In addition, to assess the model’s convergence and generalization ability during the training process, this study also plotted the training and validation loss curves of the CNN-LSTM hybrid model (Figure 5). As shown in Figure 5, as the number of training epochs increased, the model’s loss (MSE) on the training set gradually decreased and stabilized after reaching the optimal value at epoch 85. Meanwhile, the validation loss curve also showed a clear downward trend at the same stage and remained stable afterward. This indicates that the model has good generalization ability and a low risk of overfitting.

Figure 5

Figure 5. Comparison of predicted and actual values for the CNN-LSTM model on the test set.

In summary, the CNN-LSTM hybrid model demonstrates outstanding performance in the financial forecasting tasks of this study, significantly outperforming traditional models such as ARIMA, Random Forest, XGBoost, and the standalone LSTM model. This indicates that the hybrid model offers higher accuracy and better explanatory power in financial forecasting.

4.3 Model interpretation and feature importance analysis results

After constructing and validating the CNN-LSTM hybrid model, it is essential to understand the decision-making process of the model and the impact of each feature on the prediction results. Global feature importance analysis not only enhances the transparency and trustworthiness of the model but also provides valuable financial decision-making insights for corporate management. This study applies the SHAP (Shapley Additive exPlanations) method to provide a detailed interpretation of the model, quantifying the contribution of each principal component in the prediction and revealing the underlying mechanisms and key influencing factors.

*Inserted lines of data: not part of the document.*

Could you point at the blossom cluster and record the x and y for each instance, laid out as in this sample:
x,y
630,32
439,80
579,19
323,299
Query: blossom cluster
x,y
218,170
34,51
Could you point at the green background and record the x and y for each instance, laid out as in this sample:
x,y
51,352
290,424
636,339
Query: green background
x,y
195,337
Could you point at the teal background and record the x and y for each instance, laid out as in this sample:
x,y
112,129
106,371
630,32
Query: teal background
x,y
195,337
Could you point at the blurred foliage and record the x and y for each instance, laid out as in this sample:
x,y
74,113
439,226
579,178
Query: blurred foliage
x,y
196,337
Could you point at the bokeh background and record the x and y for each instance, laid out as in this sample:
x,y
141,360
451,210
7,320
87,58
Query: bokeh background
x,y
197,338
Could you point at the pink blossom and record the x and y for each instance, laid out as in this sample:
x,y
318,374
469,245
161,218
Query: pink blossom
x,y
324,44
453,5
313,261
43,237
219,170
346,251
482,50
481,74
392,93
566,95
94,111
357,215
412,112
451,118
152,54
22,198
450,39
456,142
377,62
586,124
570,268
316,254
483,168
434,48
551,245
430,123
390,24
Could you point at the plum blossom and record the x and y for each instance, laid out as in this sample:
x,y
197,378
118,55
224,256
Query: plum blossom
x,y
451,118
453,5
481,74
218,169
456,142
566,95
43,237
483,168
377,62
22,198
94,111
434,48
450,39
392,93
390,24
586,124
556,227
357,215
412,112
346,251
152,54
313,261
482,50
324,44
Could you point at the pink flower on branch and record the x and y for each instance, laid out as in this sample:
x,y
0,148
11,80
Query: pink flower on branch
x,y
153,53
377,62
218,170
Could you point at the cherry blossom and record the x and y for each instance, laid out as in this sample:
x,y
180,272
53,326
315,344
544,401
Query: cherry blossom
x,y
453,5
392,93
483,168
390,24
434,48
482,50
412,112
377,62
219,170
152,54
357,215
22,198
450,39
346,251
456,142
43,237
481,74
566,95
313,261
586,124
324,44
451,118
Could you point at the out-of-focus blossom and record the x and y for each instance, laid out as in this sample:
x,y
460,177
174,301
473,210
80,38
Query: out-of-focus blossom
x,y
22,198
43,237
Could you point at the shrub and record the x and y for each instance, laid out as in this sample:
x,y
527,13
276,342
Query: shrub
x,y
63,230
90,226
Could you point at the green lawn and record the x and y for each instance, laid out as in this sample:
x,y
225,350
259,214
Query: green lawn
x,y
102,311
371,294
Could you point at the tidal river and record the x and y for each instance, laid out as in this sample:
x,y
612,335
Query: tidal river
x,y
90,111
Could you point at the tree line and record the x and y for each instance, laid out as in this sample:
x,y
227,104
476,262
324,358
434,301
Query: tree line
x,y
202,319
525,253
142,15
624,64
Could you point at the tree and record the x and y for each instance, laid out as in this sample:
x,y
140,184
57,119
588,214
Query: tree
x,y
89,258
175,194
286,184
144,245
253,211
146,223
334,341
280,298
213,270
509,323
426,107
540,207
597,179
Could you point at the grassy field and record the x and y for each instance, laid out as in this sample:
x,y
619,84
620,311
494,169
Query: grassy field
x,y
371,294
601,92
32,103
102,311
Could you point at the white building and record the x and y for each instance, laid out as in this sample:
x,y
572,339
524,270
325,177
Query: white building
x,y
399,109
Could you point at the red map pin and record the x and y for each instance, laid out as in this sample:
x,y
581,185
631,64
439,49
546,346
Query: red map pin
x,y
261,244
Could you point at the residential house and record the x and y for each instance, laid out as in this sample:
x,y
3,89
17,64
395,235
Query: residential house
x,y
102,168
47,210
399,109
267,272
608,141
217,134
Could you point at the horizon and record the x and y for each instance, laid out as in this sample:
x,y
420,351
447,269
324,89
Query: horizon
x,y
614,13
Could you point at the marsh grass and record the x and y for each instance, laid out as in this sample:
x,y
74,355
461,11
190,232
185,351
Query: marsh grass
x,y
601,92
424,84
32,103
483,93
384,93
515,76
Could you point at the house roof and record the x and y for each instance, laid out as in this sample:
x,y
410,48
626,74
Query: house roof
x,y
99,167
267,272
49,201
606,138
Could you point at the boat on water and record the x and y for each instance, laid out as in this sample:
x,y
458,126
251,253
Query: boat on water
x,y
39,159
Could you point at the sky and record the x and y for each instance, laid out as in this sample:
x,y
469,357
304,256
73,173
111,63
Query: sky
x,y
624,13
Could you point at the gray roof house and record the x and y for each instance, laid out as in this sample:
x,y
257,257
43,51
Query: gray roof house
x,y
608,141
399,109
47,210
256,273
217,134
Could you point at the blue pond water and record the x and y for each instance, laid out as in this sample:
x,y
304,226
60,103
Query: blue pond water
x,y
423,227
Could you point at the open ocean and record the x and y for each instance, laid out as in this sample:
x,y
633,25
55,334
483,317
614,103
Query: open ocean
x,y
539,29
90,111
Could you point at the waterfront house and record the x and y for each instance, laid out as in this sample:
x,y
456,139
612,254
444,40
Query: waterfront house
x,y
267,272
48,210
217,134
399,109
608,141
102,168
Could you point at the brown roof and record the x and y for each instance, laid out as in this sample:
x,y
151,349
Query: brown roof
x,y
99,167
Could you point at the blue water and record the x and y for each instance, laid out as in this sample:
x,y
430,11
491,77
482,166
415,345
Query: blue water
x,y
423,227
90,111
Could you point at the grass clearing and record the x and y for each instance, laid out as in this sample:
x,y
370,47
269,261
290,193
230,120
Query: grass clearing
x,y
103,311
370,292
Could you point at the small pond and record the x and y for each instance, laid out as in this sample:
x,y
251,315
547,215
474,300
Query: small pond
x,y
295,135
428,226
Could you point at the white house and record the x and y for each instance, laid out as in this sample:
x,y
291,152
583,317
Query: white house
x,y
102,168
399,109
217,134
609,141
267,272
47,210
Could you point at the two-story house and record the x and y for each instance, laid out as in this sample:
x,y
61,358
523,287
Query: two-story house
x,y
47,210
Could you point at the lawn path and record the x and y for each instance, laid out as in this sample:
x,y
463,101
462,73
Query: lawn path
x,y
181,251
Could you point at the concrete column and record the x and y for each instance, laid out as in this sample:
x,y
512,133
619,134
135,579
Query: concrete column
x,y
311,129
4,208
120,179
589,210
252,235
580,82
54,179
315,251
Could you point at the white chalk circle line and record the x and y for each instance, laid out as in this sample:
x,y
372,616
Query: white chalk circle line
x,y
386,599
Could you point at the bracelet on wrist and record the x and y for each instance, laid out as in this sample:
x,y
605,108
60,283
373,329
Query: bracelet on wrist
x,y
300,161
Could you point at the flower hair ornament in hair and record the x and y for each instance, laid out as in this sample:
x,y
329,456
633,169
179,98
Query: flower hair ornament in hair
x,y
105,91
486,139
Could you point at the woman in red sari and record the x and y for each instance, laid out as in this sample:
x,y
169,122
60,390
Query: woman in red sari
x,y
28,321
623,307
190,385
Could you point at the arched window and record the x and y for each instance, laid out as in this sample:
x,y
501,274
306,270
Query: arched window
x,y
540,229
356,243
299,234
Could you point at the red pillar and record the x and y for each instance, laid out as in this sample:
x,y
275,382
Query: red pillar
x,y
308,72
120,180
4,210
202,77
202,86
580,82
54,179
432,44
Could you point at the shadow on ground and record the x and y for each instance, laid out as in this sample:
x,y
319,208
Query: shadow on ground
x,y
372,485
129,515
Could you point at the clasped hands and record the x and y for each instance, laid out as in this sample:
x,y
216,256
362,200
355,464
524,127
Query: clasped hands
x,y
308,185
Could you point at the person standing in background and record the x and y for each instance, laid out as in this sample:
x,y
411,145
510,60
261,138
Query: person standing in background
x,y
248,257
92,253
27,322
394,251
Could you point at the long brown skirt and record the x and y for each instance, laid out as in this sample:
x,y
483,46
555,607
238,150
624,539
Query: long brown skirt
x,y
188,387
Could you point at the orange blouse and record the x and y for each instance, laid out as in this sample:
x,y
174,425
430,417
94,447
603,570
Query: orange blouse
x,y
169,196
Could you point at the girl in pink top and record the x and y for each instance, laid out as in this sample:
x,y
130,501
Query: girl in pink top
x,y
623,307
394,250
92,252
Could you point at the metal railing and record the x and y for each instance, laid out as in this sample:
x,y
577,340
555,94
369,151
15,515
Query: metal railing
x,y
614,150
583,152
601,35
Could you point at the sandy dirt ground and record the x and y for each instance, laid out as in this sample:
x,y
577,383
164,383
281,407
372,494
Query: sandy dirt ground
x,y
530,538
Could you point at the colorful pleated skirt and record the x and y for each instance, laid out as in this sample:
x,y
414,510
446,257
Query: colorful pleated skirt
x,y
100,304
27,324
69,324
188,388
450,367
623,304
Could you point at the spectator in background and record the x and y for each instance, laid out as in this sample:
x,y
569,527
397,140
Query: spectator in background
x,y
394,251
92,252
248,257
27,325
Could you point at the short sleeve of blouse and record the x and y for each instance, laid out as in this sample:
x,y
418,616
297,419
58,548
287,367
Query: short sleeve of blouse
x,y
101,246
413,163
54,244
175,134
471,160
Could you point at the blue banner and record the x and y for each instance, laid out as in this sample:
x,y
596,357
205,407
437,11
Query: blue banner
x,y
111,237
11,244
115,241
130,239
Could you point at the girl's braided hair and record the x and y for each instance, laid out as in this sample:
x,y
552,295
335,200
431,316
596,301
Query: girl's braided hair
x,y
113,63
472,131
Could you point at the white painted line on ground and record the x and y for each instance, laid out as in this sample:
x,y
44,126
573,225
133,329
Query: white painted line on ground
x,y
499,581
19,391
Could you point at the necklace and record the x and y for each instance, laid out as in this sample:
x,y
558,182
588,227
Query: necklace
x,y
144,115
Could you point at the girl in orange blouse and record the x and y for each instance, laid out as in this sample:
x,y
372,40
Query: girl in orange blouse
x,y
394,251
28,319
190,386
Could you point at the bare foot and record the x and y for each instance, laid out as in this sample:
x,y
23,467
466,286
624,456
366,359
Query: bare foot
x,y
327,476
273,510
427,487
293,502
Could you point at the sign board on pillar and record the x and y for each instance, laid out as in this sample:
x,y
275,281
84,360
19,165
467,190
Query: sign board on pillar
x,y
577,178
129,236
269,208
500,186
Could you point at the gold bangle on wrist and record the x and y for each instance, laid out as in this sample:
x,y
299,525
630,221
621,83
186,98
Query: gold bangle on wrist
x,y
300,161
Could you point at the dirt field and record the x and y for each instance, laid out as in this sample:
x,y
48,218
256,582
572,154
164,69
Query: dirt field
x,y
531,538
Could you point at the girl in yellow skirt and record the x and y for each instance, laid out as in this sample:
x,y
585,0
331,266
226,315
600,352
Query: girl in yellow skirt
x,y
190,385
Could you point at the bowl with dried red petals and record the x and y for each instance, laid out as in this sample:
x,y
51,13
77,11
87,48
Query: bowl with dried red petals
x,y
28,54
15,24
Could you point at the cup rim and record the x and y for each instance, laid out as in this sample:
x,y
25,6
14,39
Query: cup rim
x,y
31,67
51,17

The SHAP method is a game theory-based interpretability tool that assigns a contribution value to each feature in the model’s predictions. By considering all possible feature combinations, SHAP values ensure fairness and consistency in the explanations. Unlike other feature importance methods, SHAP provides both global feature importance rankings and local explanations for individual predictions, thus offering a comprehensive view of the model’s decision-making process.

In this study, the CNN-LSTM hybrid model was trained and predicted based on 15 principal components obtained through PCA. To quantify the importance of each principal component in the model’s predictions, the SHAP method was used to calculate the SHAP values for each component. These values reflect the average contribution of each principal component to the prediction results.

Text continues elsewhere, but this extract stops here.